В каком информационном контексте живет эта молодежь? Илон Маск запускает многоразовую ракету, готовит полеты на Марс. Компания Amazon тестирует магазин без кассиров и без продавцов с использованием искусственного интеллекта и нейронных сетей. Для нас это непривычно, мы — digital immigrants, они — digital native. И при этом большая часть России погружена в убогое состояние, в грязь.
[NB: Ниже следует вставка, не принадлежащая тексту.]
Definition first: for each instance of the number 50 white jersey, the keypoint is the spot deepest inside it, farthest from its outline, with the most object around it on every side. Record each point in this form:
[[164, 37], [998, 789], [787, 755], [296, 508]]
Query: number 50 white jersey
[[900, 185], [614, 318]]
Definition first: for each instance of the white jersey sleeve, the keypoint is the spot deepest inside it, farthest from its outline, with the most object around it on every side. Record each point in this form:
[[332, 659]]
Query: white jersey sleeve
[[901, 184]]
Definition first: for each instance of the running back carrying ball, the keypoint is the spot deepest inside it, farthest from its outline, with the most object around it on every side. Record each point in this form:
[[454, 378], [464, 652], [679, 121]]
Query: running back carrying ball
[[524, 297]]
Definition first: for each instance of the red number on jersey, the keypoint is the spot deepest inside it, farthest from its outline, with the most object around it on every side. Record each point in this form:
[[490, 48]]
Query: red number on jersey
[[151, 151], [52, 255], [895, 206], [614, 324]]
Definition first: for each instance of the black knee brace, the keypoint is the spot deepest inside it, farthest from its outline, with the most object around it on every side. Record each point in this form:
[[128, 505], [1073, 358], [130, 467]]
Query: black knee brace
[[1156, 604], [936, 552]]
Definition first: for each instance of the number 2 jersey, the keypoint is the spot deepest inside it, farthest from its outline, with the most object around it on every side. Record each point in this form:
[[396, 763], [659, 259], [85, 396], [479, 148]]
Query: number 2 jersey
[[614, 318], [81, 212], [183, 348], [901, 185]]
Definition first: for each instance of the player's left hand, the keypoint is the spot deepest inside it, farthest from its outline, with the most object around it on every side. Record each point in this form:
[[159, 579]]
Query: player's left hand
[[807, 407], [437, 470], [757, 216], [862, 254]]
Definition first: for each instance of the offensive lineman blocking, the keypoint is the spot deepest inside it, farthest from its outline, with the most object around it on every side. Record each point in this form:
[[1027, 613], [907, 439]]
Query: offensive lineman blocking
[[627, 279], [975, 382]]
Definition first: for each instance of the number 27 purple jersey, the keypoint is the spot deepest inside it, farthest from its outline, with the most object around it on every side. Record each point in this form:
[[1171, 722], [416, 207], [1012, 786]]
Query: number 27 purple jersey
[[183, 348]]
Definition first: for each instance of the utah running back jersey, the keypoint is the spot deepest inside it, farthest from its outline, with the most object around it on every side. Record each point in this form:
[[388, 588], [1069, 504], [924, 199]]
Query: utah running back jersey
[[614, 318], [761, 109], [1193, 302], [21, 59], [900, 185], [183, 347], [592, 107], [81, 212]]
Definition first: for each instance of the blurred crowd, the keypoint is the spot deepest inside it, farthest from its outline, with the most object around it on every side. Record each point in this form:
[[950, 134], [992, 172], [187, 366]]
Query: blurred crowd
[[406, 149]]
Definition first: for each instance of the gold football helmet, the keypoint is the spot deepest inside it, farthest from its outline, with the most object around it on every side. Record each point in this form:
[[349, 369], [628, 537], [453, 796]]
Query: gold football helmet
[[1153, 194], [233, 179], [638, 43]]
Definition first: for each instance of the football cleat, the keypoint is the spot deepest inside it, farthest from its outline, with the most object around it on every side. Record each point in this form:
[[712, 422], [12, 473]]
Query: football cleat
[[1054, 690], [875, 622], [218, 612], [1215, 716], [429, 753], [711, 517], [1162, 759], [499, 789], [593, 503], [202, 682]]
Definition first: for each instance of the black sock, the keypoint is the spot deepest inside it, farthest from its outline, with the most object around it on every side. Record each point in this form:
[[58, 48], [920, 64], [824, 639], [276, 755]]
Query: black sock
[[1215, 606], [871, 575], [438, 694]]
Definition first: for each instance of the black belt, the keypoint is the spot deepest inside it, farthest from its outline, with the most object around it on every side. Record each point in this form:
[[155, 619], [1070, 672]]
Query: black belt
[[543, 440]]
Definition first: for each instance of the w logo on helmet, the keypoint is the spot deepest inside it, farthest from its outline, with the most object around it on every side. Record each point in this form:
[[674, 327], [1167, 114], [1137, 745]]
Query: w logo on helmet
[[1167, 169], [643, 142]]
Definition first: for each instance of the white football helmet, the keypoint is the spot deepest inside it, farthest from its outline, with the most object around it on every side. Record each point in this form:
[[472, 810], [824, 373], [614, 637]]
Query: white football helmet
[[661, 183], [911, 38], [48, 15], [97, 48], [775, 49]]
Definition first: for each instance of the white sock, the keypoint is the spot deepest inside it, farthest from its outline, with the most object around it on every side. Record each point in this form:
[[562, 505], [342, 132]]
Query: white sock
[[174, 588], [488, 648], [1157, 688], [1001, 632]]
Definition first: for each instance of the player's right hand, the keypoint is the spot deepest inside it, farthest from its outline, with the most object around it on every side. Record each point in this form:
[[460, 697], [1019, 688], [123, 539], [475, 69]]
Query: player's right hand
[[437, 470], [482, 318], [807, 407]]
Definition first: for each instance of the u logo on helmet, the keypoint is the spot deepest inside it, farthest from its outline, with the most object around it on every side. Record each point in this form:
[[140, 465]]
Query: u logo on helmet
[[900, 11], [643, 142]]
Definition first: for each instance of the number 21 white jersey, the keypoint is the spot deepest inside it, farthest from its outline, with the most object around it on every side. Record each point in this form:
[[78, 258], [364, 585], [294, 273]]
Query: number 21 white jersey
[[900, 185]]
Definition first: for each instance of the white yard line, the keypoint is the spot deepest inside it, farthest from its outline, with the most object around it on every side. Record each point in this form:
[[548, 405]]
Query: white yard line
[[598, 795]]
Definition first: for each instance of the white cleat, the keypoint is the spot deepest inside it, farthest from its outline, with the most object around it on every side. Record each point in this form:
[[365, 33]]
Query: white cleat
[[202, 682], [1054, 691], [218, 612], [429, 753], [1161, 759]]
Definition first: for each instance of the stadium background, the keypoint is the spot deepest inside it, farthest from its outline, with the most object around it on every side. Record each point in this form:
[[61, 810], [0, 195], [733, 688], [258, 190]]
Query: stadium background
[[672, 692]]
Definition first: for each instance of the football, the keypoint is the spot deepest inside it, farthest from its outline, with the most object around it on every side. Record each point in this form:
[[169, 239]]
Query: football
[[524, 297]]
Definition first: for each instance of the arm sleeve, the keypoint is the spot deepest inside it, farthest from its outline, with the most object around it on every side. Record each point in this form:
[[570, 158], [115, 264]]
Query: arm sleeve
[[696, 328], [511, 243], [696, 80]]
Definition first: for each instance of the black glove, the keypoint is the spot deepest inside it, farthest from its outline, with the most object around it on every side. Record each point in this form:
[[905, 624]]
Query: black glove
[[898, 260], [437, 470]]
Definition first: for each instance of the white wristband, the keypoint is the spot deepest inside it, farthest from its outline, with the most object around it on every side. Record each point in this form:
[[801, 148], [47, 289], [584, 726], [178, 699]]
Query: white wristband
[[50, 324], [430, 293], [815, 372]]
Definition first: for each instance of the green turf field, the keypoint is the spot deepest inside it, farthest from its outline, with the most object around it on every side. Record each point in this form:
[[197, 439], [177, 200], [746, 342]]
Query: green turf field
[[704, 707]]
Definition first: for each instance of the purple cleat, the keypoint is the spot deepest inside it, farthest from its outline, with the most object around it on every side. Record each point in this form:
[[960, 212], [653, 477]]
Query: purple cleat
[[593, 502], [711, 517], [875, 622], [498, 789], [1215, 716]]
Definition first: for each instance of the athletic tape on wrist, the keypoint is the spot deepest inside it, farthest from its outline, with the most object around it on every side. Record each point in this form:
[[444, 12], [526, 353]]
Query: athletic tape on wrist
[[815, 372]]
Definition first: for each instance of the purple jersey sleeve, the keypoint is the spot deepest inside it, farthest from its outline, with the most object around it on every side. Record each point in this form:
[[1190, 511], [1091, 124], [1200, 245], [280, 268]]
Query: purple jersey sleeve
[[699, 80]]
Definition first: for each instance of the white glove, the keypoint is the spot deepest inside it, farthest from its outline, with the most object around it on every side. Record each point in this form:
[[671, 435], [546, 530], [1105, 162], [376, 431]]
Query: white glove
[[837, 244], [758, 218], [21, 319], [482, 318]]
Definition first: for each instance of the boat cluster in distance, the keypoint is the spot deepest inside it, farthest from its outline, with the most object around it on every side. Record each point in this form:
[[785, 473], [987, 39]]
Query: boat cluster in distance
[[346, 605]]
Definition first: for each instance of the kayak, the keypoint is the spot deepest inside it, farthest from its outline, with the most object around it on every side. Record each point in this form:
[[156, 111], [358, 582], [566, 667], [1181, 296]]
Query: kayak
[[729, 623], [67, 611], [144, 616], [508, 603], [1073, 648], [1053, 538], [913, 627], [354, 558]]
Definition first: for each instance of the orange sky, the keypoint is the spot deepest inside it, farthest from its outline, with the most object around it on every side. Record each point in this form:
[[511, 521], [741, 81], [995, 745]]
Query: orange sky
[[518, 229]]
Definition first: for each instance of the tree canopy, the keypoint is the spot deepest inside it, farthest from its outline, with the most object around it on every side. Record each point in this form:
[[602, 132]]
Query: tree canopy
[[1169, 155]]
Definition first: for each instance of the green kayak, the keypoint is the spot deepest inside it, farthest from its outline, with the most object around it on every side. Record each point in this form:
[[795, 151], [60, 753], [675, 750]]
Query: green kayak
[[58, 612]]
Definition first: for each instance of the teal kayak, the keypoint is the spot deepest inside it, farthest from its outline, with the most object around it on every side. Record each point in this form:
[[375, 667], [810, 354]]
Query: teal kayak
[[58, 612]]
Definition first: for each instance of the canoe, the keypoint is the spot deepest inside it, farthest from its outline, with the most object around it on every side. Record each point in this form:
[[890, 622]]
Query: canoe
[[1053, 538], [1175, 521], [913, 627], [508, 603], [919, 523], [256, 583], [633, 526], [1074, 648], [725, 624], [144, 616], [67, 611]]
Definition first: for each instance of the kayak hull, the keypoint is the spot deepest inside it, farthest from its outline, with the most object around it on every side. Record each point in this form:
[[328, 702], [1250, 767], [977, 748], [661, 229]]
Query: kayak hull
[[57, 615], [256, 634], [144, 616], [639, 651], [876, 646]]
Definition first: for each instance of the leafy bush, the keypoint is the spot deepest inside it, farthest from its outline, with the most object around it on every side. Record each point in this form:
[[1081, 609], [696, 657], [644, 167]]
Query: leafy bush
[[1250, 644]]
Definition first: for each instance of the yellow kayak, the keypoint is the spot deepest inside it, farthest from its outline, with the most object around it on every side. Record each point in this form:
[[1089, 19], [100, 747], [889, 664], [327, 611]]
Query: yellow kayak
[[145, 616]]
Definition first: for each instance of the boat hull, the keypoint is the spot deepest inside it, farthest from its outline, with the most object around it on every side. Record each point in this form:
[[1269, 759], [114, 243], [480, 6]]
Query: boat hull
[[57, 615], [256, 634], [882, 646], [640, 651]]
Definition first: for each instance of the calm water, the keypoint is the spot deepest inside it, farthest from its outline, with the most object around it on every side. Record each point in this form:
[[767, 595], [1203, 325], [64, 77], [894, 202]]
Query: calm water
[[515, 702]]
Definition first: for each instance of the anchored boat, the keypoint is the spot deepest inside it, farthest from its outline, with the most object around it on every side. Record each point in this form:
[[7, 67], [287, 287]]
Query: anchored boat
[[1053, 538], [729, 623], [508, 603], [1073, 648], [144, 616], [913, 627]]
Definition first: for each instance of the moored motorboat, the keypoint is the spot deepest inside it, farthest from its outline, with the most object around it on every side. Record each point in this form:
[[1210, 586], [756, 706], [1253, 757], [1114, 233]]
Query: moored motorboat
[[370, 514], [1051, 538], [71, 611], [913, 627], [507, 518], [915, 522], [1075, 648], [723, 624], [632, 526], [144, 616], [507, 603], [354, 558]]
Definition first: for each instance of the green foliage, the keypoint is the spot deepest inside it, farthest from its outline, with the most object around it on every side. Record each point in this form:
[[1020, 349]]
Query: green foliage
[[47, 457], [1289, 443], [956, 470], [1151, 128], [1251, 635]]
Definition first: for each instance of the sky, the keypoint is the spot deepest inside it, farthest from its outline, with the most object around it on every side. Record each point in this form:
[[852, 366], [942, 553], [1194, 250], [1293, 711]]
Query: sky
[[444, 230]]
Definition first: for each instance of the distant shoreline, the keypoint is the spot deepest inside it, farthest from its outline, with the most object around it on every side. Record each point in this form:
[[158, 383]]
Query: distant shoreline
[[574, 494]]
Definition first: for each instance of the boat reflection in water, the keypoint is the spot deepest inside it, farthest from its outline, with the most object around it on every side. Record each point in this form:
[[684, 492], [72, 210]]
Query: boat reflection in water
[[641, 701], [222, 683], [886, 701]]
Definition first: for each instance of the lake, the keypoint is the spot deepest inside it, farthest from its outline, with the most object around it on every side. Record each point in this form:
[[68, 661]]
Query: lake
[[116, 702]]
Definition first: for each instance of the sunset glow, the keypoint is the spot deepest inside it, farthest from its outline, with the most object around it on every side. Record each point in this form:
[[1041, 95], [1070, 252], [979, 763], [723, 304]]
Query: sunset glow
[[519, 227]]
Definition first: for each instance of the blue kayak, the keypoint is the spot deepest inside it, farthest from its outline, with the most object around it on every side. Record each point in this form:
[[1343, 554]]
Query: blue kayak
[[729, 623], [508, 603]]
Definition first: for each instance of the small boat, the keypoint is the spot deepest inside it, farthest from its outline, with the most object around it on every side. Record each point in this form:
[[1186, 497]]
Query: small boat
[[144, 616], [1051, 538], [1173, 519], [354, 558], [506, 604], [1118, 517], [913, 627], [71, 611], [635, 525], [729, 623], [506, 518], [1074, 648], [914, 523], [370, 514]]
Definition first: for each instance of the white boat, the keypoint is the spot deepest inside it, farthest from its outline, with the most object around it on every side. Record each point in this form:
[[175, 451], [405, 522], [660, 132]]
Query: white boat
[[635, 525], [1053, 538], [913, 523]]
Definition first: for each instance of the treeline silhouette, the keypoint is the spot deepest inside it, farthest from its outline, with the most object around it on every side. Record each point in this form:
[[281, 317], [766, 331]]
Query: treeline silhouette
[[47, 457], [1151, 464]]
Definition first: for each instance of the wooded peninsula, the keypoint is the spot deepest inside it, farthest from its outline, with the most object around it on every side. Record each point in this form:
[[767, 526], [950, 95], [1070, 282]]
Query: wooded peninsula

Если совсем грубо говорить, им жалко, что в своих модных кроссовках они вынуждены ходить по грязи из-за неработающих или отсутствующих институтов.

— С другой стороны, мне кажется, анализировать причины молодежного протеста — все равно что искать истоки «синих китов». Непонятно откуда взявшиеся феномены — свойство сегодняшних медиа, фокус которых переезжает из соцсетей в чатики. И если раньше острые для общества вопросы — по поводу протестов или Украины, неважно, — решались гласно, то сейчас выработка повестки ведется в закрытом режиме. Чатики создают альтернативные системы и иерархии мышления, поэтому для людей со стороны порядок, функционал и роли в этих медийных узлах остаются секретом. Мы никогда не узнаем, является ли Филипп Лис инициатором «синих китов». Так и в случае с молодежным протестом — неясно, является ли его истоком фильм про Медведева.

— Случилась какая-то синергия. Когда волны накладываются, их амплитуда складывается, и это называется резонанс. Ты говоришь про «синих китов», а мне кажется, что детей буквально достали этими «синими китами»: они понимают, что это все подается как повод введения дополнительных ограничений в интернете. А интернет — их среда, они там родились. Они особенно болезненно воспринимают любое покушение со стороны каких-то бабушек со странными прическами на их среду обитания. Активность Мизулиной и Яровой с целью защитить вызывает обратную реакцию. Ты же помнишь себя подростком? Любая попытка облагодетельствовать тебя против твоей воли вызывала ровно противоположную реакцию.